How this would work:
- It could be a checkbox on each inserter that when clicked allowed it to pickup and downgrade items to some specified level, or just automatically based on the machine it's set to insert into.
- It could just be implicit behavior when an inserter is configured with a filter of higher quality items into a machine of a lower quality.
- Ideally I would prefer if this was just innate behavior of inserters, but with 2.0 out so long adding it as the default behavior would brake a fair few factories.
Some of the issues I think this change would address.
- 1. Quality is punishing to experiment with. The other modules have minimal side effects: efficiency has none, and speed and productivity mainly just affect power draw, which if that becomes an issue can usually be reverted to restore the factory to the pre-module state. Quality however doesn't work that way. If Quality items build up, they can cause a partial or complete shutdown of the factory. If a player decides they no longer want use quality, they need to go through and completely filter out all quality items previously produced. Not only would allowing inserters to downgrade quality make it easier for a player to swap out modules, but it will also prevent the buildup and shutdowns caused by quality.
2. Uncommon and rare qualities aren't generally useful. Quality is usually only situationaly useful, you craft some higher quality solar panels or player gear, but those are low volume, manually consumed items. But for general items like science packs and intermediate goods quality is just an unappealing option. Both a production module and a quality module will effectively produce a free science pack. But A level 1 production module will produce a free pack 4% of the time, while a level 1 quality module will produce a 2x capacity pack 1% of the time. The benefit with quality is that you can go to the upstream assemblies and add quality there too, even if they aren't intermediate items like walls and electric furnaces.
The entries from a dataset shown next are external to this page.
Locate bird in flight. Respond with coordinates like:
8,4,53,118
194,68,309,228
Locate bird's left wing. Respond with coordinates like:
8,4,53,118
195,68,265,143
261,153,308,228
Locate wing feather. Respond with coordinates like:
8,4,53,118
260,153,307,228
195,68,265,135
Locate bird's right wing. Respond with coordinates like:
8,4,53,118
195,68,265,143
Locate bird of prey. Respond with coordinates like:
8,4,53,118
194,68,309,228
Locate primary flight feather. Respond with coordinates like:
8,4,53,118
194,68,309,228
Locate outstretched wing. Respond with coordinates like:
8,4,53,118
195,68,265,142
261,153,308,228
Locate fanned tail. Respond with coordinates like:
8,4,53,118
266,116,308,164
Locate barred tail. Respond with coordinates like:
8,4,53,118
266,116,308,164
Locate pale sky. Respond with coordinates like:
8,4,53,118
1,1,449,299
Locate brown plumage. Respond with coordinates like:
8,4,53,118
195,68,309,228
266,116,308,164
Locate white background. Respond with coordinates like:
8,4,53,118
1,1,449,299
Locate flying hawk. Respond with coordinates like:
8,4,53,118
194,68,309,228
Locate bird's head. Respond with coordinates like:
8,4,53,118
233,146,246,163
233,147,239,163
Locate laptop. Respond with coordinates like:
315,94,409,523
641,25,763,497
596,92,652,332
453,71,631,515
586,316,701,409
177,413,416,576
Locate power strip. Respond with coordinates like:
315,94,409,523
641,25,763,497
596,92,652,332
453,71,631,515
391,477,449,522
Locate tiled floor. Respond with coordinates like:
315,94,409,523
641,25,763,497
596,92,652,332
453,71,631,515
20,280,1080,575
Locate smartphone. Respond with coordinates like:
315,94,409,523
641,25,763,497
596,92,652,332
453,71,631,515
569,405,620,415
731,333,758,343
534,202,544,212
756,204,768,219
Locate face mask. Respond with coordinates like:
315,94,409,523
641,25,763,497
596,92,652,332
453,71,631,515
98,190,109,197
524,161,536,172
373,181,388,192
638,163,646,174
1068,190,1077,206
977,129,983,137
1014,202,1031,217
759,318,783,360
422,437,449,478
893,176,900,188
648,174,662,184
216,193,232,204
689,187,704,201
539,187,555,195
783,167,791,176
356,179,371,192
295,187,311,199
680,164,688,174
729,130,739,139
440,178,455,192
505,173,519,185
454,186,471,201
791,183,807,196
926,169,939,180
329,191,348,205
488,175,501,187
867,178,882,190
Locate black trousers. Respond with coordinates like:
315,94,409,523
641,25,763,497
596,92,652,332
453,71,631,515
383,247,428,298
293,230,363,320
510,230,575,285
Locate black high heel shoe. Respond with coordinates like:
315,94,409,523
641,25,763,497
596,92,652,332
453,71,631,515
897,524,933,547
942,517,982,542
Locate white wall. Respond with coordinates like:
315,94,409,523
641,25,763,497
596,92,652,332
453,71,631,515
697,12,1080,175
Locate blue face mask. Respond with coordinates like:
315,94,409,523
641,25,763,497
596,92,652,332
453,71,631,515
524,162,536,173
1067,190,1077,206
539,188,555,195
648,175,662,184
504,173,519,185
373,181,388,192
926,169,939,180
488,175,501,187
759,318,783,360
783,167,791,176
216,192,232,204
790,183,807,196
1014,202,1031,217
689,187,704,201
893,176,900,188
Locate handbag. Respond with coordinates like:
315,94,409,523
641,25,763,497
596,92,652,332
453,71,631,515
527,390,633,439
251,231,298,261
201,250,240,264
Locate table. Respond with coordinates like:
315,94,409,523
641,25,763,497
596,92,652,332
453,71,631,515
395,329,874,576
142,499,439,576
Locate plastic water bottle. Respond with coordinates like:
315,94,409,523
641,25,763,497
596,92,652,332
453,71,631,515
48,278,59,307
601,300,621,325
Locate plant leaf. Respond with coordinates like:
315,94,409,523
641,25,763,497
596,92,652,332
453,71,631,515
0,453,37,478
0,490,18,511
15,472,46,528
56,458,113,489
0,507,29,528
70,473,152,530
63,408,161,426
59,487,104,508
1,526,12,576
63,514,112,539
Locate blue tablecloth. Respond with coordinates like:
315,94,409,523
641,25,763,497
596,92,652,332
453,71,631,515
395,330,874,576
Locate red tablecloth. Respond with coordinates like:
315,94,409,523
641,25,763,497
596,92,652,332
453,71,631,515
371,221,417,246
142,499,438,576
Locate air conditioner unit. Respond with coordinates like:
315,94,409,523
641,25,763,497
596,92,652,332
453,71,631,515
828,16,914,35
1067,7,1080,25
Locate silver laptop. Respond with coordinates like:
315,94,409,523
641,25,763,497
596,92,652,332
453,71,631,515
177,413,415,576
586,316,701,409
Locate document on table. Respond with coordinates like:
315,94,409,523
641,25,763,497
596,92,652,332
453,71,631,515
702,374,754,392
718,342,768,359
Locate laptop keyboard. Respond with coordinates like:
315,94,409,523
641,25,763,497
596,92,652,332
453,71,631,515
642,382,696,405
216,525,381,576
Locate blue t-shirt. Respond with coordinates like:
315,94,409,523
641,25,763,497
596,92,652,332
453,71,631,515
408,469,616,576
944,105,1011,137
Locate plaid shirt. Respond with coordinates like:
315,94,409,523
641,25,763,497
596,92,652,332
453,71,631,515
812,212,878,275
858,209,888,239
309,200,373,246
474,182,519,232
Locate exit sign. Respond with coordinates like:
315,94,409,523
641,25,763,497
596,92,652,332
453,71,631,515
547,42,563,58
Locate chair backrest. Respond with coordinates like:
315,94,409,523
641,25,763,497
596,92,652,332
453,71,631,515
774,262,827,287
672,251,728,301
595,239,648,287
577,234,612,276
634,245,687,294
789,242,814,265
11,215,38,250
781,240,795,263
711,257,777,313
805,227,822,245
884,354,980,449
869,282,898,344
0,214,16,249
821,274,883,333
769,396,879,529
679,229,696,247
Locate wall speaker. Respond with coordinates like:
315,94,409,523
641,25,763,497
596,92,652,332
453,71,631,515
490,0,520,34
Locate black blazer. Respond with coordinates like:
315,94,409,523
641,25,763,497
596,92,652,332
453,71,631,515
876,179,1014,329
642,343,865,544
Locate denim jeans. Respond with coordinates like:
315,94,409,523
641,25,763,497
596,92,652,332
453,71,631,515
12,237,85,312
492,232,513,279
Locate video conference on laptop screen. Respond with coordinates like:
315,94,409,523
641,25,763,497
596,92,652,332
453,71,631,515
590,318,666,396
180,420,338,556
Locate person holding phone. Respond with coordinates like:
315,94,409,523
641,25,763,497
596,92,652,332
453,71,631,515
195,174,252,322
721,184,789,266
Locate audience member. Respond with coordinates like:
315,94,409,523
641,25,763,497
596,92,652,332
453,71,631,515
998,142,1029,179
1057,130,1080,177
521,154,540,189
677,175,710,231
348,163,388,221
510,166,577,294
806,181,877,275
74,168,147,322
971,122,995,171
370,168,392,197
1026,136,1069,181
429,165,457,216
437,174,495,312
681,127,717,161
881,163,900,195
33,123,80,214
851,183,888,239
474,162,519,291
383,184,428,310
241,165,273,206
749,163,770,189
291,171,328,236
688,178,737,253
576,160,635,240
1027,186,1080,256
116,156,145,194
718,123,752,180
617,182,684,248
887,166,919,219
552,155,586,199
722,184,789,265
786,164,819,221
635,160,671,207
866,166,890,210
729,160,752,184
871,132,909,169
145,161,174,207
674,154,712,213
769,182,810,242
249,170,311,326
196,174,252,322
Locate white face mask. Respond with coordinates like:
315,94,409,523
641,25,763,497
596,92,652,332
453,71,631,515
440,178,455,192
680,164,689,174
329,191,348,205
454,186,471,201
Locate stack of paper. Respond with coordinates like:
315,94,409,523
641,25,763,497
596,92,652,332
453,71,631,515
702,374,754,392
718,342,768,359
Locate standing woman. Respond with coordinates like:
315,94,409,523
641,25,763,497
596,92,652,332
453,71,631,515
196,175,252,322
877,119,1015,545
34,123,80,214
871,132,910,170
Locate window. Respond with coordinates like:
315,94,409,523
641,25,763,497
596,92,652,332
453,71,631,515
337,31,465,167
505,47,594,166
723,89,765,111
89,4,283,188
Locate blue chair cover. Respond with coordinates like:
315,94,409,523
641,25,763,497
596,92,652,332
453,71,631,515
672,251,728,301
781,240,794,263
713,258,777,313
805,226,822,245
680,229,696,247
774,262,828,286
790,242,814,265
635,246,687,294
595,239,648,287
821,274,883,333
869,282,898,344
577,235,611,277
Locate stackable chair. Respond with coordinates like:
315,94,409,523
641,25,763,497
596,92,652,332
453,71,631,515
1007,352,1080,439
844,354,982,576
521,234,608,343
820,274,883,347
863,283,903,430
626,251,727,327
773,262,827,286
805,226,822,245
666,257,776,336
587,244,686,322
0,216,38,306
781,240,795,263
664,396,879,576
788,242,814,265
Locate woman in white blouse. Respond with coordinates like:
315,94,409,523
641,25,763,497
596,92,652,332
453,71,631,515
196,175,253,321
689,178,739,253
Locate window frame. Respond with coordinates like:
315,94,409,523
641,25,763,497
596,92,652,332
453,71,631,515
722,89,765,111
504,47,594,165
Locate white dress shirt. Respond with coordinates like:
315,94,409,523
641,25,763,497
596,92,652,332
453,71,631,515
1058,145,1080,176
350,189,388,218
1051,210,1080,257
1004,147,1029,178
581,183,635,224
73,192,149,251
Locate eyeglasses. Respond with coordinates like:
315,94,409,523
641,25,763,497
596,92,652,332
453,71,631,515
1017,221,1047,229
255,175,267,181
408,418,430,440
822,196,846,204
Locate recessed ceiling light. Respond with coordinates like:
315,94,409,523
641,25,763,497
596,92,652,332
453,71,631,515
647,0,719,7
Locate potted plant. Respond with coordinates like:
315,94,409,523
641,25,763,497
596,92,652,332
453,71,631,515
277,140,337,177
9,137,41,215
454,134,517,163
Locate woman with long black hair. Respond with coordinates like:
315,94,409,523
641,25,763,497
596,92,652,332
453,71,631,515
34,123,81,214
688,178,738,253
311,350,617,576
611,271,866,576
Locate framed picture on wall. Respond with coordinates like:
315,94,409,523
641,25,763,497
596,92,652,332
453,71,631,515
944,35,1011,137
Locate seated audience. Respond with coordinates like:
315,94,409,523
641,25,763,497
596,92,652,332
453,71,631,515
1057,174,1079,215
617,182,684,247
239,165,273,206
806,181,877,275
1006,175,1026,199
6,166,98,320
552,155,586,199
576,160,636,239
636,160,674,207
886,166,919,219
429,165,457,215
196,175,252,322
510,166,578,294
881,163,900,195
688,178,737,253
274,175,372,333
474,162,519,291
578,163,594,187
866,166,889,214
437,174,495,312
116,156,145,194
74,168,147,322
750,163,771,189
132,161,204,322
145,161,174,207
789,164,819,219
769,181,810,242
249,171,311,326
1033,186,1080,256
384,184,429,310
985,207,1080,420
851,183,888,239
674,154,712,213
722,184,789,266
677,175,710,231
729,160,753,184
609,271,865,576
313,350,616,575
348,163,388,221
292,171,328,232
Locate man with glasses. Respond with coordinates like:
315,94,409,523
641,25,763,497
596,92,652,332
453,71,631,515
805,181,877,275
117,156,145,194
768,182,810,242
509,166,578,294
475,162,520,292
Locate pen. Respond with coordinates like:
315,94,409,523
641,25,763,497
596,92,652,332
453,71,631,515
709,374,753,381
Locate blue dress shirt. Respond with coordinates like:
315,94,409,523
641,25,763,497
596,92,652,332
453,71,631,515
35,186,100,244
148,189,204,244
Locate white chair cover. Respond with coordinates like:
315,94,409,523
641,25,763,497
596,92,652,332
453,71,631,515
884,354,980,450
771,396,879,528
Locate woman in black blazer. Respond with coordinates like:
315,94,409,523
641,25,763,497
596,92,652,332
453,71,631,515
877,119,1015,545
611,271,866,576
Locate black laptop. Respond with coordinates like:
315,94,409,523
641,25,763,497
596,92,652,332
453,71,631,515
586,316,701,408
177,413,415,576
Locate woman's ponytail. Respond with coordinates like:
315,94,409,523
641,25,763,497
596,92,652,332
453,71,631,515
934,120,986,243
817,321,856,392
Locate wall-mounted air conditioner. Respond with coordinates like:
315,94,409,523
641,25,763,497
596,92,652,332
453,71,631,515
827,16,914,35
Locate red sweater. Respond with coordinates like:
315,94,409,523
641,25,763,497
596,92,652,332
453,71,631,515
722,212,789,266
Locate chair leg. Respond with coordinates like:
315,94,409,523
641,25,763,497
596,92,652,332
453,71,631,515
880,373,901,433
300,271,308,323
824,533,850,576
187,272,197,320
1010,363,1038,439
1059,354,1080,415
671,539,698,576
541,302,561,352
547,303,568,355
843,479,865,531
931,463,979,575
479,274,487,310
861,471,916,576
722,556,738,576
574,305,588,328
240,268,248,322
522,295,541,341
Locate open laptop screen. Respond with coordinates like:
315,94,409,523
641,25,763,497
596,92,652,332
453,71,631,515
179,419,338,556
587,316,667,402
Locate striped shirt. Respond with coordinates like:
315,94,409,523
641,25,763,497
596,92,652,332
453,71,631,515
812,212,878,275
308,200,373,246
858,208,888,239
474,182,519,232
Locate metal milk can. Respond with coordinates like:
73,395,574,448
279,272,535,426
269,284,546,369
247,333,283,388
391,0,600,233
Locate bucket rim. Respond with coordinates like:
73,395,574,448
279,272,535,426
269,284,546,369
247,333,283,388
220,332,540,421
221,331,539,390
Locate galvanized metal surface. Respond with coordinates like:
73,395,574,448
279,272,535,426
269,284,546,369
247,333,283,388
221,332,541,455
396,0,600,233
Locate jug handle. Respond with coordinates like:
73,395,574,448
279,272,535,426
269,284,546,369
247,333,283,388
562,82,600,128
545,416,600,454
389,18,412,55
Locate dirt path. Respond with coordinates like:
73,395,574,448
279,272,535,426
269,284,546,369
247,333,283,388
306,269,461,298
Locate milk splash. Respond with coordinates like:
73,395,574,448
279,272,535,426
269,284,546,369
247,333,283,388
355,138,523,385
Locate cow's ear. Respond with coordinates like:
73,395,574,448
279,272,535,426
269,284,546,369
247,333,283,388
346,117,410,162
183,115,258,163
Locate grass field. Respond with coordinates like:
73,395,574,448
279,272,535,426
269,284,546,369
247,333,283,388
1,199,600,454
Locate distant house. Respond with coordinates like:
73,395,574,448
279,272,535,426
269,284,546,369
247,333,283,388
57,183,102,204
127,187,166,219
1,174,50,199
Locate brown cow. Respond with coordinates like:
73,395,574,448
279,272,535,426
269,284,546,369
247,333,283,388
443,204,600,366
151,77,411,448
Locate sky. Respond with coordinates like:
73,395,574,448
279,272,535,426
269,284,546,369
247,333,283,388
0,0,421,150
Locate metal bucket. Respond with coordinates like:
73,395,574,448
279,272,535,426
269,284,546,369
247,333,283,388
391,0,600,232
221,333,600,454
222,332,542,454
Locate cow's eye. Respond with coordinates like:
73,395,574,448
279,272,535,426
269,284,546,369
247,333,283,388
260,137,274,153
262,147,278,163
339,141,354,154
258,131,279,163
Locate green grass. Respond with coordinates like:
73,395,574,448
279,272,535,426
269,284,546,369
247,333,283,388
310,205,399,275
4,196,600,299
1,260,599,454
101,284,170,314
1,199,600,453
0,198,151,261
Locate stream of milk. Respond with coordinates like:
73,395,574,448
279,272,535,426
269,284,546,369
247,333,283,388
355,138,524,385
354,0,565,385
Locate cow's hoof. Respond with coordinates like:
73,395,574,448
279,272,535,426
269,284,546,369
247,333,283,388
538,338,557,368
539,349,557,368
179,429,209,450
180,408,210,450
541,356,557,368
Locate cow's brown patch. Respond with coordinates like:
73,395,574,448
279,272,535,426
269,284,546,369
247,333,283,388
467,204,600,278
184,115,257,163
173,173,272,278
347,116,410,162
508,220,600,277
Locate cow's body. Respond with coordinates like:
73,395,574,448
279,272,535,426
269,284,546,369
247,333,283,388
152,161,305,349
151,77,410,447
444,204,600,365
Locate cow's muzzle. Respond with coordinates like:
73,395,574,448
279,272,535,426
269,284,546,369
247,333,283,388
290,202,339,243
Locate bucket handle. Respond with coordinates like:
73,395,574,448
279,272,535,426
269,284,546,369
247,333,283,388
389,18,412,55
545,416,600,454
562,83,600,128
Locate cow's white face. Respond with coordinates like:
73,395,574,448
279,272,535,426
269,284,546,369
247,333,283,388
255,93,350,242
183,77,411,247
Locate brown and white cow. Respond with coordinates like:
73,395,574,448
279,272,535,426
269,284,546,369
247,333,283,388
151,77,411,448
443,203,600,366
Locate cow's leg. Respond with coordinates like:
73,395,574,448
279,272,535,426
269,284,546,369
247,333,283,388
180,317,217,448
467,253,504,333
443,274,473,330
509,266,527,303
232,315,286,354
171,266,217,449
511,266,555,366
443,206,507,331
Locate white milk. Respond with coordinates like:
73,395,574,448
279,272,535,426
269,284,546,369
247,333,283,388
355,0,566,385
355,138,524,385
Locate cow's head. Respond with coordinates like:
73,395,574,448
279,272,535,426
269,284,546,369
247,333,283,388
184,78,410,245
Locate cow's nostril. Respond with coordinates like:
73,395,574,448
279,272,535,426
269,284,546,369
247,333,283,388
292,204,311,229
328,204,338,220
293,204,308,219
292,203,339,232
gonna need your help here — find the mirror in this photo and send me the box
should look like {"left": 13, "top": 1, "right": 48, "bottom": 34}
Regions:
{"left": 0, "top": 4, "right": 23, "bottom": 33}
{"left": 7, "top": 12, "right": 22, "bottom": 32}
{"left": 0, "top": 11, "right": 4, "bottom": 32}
But because mixed quality could lead to a factory shutdown, you can't just add modules into an existing factory, you need to completely redesign every downstream assembly line to account for quality and add contingency to destroy excess quality goods which seems counter to an engineers goals of increasing science output. If inserters could downgrade the quality of items to fit the machine they were inserting into, this wouldn't be an issue, an engineer could put their quality machines at the front of assembly line to have first dibs on quality components, with lower quality machines towards the back to just pickup the excess as if it was a lower quality. The way quality is now, uncommon and rare quality are almost too much hassle for what they give and serve as just stepping stones to epic and legendary quality items in recycle loops and space platform casinos. But by solving the issue of quality back-pressure it opens up uncommon and rare qualities to have a place in the factory. It turns quality from a late endgame mechanic into one that can be engaged with at scale during any stage.
- It's not a fundamental change to quality. It doesn't really invalidate the core mechanic of quality, and wouldn't really be a big buff to quality either. Factories would still only be able to benefit from quality up to the lowest common denominator, but instead of shutting down they would simply partially lose some of the benefits of quality. It's a bit funny to think how converting a rare piercing round into an uncommon one because you can't produce rare grenades as quickly as you can piercing rounds is considered a buff, but when the alternative is to recycle loop it into oblivion, Then at least this way you still are able to extract some value out the manufacturing process.
- Interesting alternative factory designs. While addressing back pressure makes it easier to use quality, I still think making assembly lines with quality in mind would make things interesting. For starters you would want to order your assemblers such that the ones set to the highest quality have first pick of incoming ingredients. Additionally it would change the way I design some lines. Production Science requires 30 rails. That's alot, and to avoid the challenges that come with transporting those rails on a bus to the production science assembly machines, I typically just manufacture the rails in assemblers right next to the science assemblers. But with quality it opens a new challenge of manufacturing the rails and then transporting them along the different quality lines. Without the hassle of backups I think these designs would be more worth exploring. This is obviously a benefit with the core of the quality system and not just this request, but I think this change would open up the areas where quality makes sense.
- It doesn't invalidate recycle loops/space casinos or other factory designs. Quality today serves an endgame grind, this change wouldn't invalidate that, you would still make the recycler loops in the same way, filtering higher quality items to be forwarded to higher quality machines in the quest for legendary gear. This change is focused more on the lower end of the quality spectrum, when the goal isn't legendary gear, but just higher quality science. For when you happen to make more rare productivity modules than you do rare rails for productivity science because their quality chain is more robust and you didn't worry about making quality stone.
Why I think some of the other solutions are inadequate
- Mixed Quality: This has issues when you factor in productivity of a assembly machine, as you could just produce a bunch of low quality items, build up productivity progress, and only then insert in high quality inputs to get double the high value output. This wouldn't have that problem, because assemblers would still have a set quality, and the items would be down leveled to that quality, in effect the quality difference would be wasted.
- Assemblers have slots for all quality levels This doesn't actually address the backups that I believe is the biggest barrier to using quality at the lower levels. This just adds additional buffer space, which doesn't help uneven production. If your making more high quality productivity modules than you are rails, adding different buffers isn't going to fix that.